Ora, o documento particular denominado acordo de 01/10/2018, apresentado pela exequente, não contém termo de autenticação [...] para que possa ser considerado título executivo nos termos do art. 703/1b do CPC.
[…]
Por conseguinte, o documento apresentado pela exequente não integra nenhuma das alíneas do art. 703 do CPC, sendo manifesta a falta de título executivo relativamente ao casal de executados.
[…]
A falta de título executivo, sendo manifesta, constitui fundamento de indeferimento liminar (arts. 726/2ª do CPC).
A exequente recorre deste despacho, terminando as suas alegações com as seguintes conclusões [que se transcrevem na parte que importa]:
[…]
2. O título executivo dado à execução é composto pelo (i) comprovativo da comunicação ao arrendatário do montante em dívida efectuado por via de notificação judicial avulsa notificada à arrendatária e aos fiadores (artigos 30, 31 e 33 do requerimento executivo) e pelo (ii) contrato de arrendamento (artigos 2, 3, 4 e 7 do mesmo requerimento), composto pelo documento escrito de 01/01/2012 e pelo documento escrito de 01/10/2018, ambos assinados pelas partes, “nos termos dos artigos 14-A/1 do NRAU e 703/1d do CPC”.
[…]
4. O documento particular denominado acordo, datado de 01/10/2018, apresentado pela exequente não constitui, por si ou de forma isolada, o título executivo dado à execução nos presentes autos e a única parte do referido acordo que revela como título executivo é na parte em que o mesmo adita e clausula uma fiança a favor do contrato de arrendamento originário, isto é, o denominado contrato de arrendamento previsto no artigo 14-A/1 do NRAU é, no caso concreto, um documento complexo composto por dois documentos escritos autónomos assinados pelas partes.
[…]
8. A exigência de termo de autenticação prevista nos termos do art. 703/1b do CPC é a forma exigida para os títulos executivos autónomos que importem a constituição ou reconhecimento de qualquer obrigação, mas não é legalmente a forma exigida, quer para a celebração do contrato de arrendamento, quer para se declarar assumir a qualidade de fiador no mesmo contrato […]

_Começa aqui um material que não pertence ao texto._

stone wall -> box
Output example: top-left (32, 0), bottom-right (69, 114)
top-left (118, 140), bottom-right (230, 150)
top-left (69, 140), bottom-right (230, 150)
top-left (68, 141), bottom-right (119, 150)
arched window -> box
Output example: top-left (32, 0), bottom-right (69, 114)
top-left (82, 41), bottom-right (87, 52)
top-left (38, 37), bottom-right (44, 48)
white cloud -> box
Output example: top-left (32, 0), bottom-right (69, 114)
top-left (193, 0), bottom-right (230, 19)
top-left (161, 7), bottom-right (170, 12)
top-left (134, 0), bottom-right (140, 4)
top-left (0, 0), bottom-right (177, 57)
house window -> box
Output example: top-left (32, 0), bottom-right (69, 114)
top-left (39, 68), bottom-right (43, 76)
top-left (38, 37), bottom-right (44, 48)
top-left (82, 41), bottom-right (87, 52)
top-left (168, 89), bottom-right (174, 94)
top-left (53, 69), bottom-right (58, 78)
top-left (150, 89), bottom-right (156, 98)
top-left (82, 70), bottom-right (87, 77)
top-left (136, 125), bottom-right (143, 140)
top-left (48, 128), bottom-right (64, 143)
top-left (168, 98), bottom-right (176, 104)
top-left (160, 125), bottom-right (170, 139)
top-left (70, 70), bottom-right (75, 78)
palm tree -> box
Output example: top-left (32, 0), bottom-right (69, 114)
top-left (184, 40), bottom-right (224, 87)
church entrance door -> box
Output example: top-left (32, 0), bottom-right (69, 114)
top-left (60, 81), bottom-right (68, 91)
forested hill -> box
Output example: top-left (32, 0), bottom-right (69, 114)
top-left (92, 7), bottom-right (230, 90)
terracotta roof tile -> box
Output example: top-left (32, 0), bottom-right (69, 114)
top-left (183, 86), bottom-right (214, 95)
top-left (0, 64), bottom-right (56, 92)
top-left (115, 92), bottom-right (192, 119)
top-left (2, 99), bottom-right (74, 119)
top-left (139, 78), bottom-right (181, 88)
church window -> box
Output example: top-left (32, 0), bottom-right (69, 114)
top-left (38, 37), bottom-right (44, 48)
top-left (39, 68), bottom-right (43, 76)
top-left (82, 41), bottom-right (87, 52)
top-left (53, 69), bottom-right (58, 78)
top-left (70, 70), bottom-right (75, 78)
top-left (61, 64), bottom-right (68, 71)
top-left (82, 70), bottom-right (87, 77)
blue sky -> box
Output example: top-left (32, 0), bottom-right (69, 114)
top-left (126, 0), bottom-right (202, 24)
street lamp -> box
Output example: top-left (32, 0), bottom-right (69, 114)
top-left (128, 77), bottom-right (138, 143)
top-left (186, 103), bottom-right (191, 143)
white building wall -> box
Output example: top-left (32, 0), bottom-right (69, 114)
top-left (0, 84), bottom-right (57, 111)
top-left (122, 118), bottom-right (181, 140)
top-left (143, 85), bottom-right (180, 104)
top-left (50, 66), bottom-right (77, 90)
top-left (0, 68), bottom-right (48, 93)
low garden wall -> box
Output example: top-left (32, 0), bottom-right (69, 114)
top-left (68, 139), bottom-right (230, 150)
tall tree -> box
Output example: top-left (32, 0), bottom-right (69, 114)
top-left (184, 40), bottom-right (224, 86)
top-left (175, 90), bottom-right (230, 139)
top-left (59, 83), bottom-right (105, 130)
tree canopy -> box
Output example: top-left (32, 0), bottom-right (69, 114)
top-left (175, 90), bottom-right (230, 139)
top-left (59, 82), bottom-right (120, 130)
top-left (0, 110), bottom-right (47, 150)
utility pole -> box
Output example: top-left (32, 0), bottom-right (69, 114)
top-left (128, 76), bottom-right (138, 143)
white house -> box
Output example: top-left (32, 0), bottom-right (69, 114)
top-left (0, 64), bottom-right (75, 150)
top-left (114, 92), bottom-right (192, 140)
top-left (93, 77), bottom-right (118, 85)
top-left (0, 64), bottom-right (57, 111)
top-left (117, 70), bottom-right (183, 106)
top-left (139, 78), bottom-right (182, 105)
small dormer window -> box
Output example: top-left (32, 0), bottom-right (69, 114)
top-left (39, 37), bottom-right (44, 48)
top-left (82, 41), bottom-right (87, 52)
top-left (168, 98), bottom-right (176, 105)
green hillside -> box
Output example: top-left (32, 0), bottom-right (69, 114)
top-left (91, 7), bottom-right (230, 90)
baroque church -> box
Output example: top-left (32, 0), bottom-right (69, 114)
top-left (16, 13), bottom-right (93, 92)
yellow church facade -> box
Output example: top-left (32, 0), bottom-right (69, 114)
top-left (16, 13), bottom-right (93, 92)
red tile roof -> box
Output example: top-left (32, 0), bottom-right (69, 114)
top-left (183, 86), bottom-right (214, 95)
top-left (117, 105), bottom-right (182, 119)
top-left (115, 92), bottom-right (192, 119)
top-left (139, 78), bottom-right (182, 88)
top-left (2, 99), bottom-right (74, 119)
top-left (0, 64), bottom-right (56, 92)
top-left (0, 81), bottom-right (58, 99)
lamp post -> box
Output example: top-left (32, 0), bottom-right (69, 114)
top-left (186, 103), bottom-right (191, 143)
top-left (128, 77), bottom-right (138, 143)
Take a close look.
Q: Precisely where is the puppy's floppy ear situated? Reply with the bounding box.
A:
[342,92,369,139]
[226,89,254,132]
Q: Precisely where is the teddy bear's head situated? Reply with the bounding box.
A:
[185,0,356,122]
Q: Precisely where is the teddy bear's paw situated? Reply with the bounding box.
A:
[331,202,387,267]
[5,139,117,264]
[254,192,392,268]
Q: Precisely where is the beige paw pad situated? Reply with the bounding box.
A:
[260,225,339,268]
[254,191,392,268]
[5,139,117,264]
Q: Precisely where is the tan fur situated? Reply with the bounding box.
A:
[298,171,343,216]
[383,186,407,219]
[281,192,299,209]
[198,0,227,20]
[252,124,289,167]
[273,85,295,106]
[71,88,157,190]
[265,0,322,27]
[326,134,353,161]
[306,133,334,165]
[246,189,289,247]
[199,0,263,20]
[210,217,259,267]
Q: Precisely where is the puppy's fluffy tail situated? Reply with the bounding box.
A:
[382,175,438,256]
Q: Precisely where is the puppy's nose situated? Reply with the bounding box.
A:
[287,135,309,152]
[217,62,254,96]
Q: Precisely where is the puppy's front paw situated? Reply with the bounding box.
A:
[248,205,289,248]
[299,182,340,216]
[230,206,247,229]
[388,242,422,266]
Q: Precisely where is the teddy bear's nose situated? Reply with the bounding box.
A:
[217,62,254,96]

9. A aceitar-se como verdadeira, por mero absurdo, a tese proposta pelo tribunal a quo tal implicaria concluir que só seriam de aceitar como título executivo, nos termos e para os efeitos previstos no artigo 14-A/1 do NRAU os contratos de arrendamento (e as fianças nele incluídas) sujeitos a termo de autenticação.
10. Considerando que os contratos de arrendamento não são, em regra, autenticados, não existiriam quaisquer contratos que pudessem, de uma forma geral, configurar títulos executivos […].
[…]
Os executados não contra-alegaram.
O relator deste acórdão - considerando que a questão a decidir era simples e que o recurso era manifestamente infundado (art. 656 do CPC) - proferiu decisão singular a 18/12/2021, que será reproduzida a seguir.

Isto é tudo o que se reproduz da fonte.